This time we dive into Polars, a powerful DataFrame Python library with a highly efficient, multi-threaded implementation in Rust in using Apache Arrow. It has support for SQL syntax as well as native Python syntax and, while very efficient and complete on its own, plays well together with Pandas and DuckDB for nearly seamless conversion between data structures from and to the other libraries. Not only are we excited about the benchmarks that show significant performance improvements with respect to Pandas, and to a lesser extent DuckDB, but we also love the intuitive Python syntax in comparison.
That is not all, as we will also cover a basic machine learning (or, more specifically, deep learning) use case Namely, after our exploration of the Polars library, we will put it to the test in a fun practical use case for preprocessing our data efficiently in order to train a neural network.
In order to set up the environment, you can simply use the Docker image that facilitates the setup. For VSCode, there is also a Dev container that you can use through the "Dev Containers" extension. If you are using PyCharm or another IDE, you will have to configure the Docker interpreter in some other way. Pay attention that in that case you will also have to run "poetry install" within the Docker container as soon as it's running.

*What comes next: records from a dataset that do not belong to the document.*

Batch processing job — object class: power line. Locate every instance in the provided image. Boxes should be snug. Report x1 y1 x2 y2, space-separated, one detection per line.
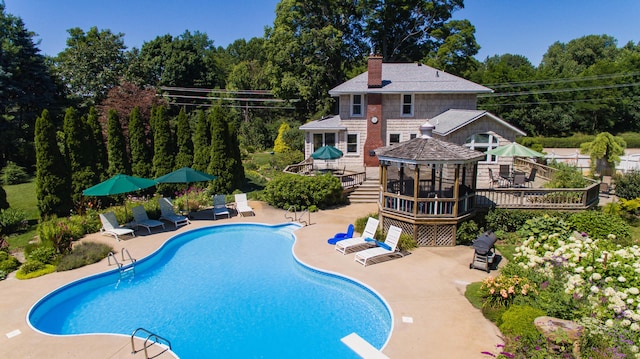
483 72 640 88
478 82 640 98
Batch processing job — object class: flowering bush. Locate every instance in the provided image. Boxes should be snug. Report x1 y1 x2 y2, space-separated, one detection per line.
480 275 536 306
504 233 640 358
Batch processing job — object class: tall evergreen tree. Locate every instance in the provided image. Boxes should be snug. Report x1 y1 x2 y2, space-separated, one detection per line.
193 110 211 172
63 107 99 208
0 186 9 209
174 108 193 169
151 106 175 177
129 107 153 178
208 105 244 193
85 107 109 181
107 110 131 176
35 110 73 218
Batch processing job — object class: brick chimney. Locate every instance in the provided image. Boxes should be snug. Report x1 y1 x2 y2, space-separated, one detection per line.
364 55 386 167
367 55 382 88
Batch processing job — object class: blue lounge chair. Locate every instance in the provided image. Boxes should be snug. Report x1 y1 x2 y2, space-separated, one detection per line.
327 224 354 244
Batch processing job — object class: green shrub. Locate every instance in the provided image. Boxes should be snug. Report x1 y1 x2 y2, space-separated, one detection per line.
569 211 631 243
16 261 56 279
25 244 58 264
398 233 418 251
0 207 27 234
456 220 481 245
2 161 29 185
0 251 20 272
545 162 587 188
499 305 546 342
614 171 640 200
263 173 344 209
516 214 576 242
56 242 113 272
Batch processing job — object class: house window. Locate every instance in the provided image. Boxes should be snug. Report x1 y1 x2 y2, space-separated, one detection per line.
351 95 362 117
347 133 358 154
464 133 498 162
402 94 413 116
389 133 400 145
313 132 336 151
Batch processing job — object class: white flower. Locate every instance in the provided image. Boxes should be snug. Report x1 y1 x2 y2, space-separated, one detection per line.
604 319 613 328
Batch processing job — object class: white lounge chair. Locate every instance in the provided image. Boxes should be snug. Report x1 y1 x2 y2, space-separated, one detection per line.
213 194 231 219
131 205 165 233
100 212 136 240
335 217 380 254
235 193 256 217
354 226 404 266
158 198 191 228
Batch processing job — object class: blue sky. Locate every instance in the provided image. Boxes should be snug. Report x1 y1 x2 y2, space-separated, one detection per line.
5 0 640 66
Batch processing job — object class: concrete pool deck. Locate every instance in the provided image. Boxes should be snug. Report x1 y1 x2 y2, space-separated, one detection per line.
0 201 502 359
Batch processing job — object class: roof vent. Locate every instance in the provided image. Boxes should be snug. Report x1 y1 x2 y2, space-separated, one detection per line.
420 121 436 138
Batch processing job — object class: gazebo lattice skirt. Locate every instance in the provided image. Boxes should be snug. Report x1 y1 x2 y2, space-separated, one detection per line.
382 217 456 247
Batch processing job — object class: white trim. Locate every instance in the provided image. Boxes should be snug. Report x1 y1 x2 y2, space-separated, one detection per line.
344 132 360 156
349 93 364 117
400 93 416 117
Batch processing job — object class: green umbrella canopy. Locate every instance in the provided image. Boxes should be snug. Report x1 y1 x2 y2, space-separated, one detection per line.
486 142 544 157
82 174 156 196
311 146 342 160
156 167 218 183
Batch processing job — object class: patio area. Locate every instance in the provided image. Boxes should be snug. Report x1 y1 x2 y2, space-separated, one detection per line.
0 201 501 359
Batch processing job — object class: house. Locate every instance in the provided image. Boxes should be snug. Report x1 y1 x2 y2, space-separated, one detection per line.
300 56 525 186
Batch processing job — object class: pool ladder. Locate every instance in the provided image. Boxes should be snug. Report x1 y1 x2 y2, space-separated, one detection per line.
131 328 171 359
284 206 311 226
107 248 136 284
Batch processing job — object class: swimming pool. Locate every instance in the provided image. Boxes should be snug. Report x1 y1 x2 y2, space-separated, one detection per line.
28 224 392 359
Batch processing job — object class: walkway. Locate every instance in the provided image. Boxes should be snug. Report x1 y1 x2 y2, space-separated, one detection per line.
0 201 500 359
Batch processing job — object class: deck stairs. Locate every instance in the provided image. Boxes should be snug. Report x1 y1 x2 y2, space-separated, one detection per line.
348 179 380 203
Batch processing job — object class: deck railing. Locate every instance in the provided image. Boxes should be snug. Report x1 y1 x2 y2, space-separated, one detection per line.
476 183 600 210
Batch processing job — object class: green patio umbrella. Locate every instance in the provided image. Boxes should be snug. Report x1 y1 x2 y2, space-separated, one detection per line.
156 167 218 215
82 174 156 222
311 146 342 161
487 142 544 157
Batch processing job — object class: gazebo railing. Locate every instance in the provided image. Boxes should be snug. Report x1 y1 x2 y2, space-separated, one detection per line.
381 192 475 218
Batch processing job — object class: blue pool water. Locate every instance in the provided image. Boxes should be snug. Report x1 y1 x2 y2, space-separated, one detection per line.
28 224 392 359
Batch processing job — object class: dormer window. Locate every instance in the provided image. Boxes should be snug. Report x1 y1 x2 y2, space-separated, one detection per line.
402 94 413 117
351 95 362 117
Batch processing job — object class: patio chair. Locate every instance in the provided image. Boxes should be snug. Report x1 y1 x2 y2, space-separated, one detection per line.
327 224 355 244
235 193 256 217
525 167 538 187
489 168 504 188
335 217 380 254
213 194 231 219
131 205 165 233
158 198 191 228
100 212 136 241
354 226 404 266
512 173 527 187
499 165 511 180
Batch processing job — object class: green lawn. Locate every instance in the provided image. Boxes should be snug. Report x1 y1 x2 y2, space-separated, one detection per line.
3 179 39 249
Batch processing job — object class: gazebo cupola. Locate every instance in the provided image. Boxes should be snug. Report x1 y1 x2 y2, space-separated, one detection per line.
376 121 486 246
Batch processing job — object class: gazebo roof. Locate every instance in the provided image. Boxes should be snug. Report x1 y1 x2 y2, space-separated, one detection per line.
376 136 486 164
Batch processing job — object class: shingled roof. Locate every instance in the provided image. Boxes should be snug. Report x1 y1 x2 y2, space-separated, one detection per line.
376 136 486 164
329 63 492 96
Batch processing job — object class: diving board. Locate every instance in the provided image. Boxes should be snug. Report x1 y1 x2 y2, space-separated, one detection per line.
340 333 389 359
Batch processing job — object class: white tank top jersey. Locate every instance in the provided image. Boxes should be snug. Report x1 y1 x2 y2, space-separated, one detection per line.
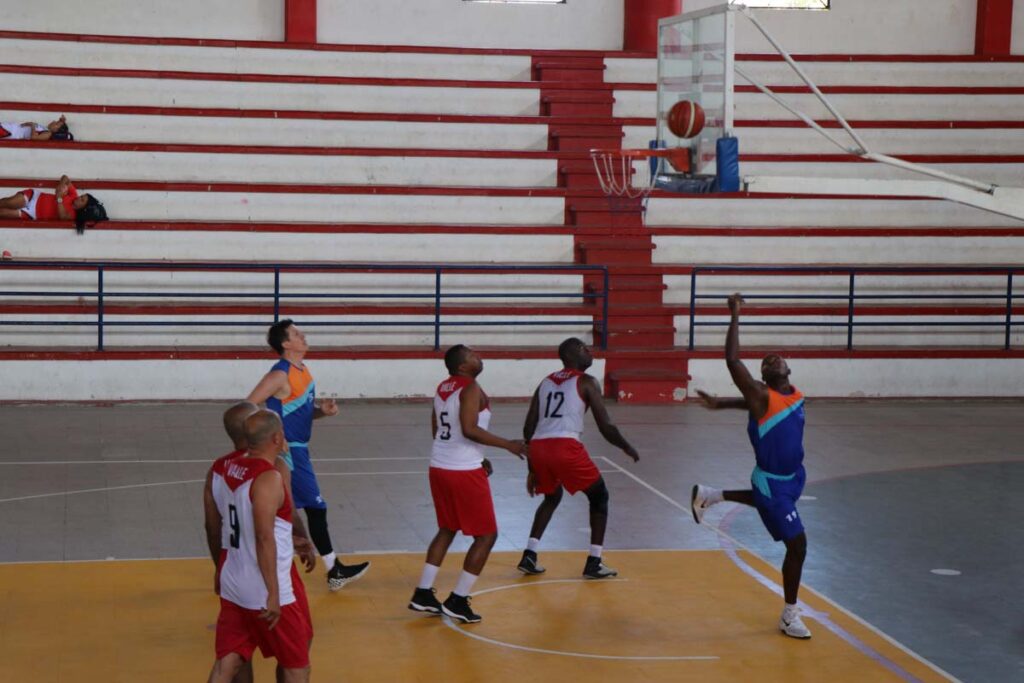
430 377 490 470
0 122 46 140
532 370 587 441
212 457 295 609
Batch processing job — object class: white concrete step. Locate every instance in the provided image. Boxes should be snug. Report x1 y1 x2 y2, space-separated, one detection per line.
0 187 571 224
0 110 548 151
613 90 1024 121
0 39 530 81
0 227 572 264
646 197 1021 228
604 55 1024 88
0 145 558 187
0 73 540 116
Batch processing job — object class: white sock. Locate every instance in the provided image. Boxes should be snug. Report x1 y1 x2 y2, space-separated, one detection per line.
416 562 441 588
452 569 477 597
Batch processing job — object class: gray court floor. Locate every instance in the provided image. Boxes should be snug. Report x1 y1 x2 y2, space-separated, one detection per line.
0 400 1024 681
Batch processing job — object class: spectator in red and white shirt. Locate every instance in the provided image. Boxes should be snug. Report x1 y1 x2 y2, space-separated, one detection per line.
0 175 106 234
0 116 75 140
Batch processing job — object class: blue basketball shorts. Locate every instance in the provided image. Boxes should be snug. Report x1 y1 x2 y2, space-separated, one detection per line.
289 445 327 510
753 467 806 541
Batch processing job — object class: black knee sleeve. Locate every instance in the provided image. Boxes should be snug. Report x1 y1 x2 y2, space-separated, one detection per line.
306 508 334 556
586 479 608 515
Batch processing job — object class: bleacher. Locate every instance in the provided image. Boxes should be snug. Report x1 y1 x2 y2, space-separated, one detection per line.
0 32 1024 401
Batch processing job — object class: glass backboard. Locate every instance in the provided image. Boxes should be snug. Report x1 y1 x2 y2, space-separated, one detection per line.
657 4 735 174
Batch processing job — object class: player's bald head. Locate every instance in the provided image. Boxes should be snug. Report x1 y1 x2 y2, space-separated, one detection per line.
245 411 284 449
224 400 259 449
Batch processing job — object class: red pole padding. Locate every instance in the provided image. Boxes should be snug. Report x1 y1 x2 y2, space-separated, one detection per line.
974 0 1014 55
285 0 316 43
623 0 683 52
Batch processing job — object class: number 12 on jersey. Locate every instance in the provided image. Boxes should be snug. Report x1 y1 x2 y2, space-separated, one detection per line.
544 391 565 418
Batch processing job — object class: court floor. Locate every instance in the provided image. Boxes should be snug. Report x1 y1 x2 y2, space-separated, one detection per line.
0 401 1024 681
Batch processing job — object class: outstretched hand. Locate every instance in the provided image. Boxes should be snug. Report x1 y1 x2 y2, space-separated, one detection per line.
292 536 316 573
728 292 746 316
506 439 529 460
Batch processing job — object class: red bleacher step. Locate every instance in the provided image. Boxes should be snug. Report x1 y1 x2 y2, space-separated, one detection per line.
575 234 655 265
548 124 625 152
532 55 604 83
606 370 689 403
584 274 669 305
541 88 615 119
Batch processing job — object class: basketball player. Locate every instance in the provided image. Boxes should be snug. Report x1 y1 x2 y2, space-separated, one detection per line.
690 294 811 638
203 400 316 683
246 318 370 591
517 338 640 579
409 344 526 624
209 411 312 683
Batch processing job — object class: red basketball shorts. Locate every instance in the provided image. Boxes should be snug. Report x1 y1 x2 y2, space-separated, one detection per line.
216 589 313 669
430 467 498 536
529 438 601 496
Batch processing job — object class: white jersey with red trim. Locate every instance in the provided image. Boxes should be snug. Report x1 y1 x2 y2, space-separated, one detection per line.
532 370 587 441
212 457 295 609
430 377 490 470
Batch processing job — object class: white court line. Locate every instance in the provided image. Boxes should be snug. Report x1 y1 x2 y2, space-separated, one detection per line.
441 579 719 661
599 456 961 683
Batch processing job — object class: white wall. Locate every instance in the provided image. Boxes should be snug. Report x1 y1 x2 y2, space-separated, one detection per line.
2 0 284 40
683 0 978 54
1010 0 1024 54
316 0 624 50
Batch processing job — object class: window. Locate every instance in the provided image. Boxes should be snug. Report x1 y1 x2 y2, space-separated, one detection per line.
736 0 831 9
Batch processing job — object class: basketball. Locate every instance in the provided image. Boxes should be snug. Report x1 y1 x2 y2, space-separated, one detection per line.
668 99 705 138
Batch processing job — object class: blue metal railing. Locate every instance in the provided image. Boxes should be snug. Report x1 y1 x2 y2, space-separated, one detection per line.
688 265 1024 351
0 260 608 351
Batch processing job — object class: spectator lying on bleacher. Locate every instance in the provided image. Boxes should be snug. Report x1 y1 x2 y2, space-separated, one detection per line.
0 116 75 140
0 175 106 234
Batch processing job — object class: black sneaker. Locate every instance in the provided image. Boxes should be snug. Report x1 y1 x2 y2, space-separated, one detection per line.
441 593 483 624
516 550 547 574
583 555 618 579
409 588 441 614
327 560 370 592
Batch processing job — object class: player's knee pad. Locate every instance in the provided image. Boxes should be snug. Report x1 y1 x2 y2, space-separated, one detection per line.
306 508 334 555
587 479 608 514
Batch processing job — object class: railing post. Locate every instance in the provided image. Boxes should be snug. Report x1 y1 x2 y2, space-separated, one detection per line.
686 268 697 351
434 267 441 351
1002 270 1014 351
601 266 610 351
273 265 281 323
846 270 856 351
96 265 103 351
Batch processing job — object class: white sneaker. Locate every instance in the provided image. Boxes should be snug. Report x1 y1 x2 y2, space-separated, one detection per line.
690 483 713 524
778 609 811 640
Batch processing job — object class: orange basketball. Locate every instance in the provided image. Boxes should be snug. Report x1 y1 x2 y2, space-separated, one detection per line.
668 99 703 137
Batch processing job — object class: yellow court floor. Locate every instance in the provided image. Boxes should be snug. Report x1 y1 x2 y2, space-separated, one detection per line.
0 551 947 683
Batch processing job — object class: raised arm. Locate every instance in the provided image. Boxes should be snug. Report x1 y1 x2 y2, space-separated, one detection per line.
246 370 288 405
725 292 768 416
580 375 640 462
252 470 285 629
203 468 223 566
522 387 541 441
459 382 526 459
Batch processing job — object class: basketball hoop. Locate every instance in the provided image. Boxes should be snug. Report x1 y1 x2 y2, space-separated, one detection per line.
590 147 690 199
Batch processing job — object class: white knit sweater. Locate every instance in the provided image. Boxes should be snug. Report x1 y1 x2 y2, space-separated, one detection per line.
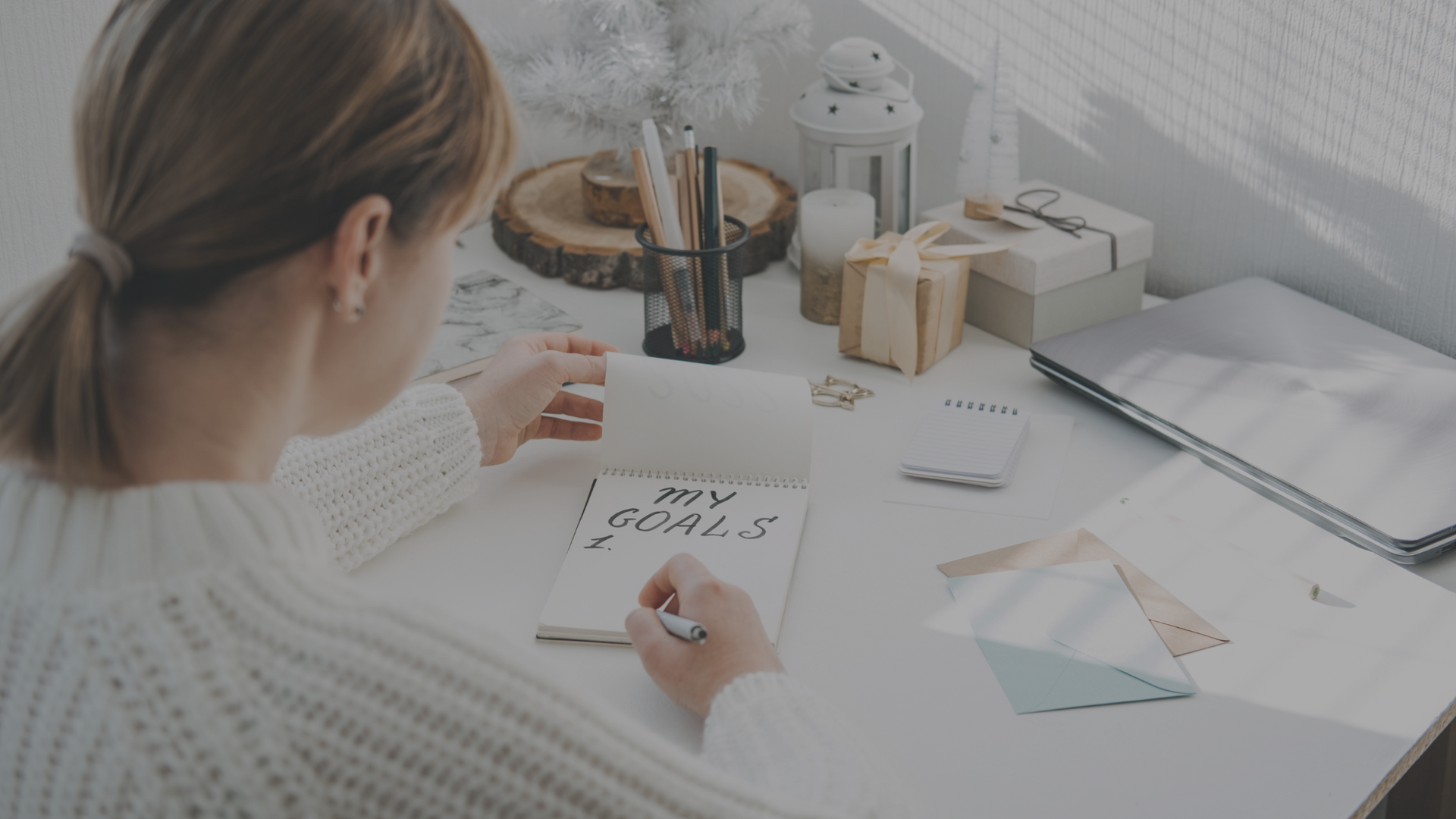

There are five logical parts to this workshop, each defined in its own Jupyter notebook and with its own exercises:
1 - Exploring Polars 2 - Data Analysis 3 - Pandas to Polars 4 - Lazy Loading Evaluation 5 - Sentiment Prediction
The parts are sort of set up from easy to harder, with a case of training a neural network at the end. If you are already familiar with Polars, you might want to skip through the first part very quickly, which is meant to introduce you to the very basics.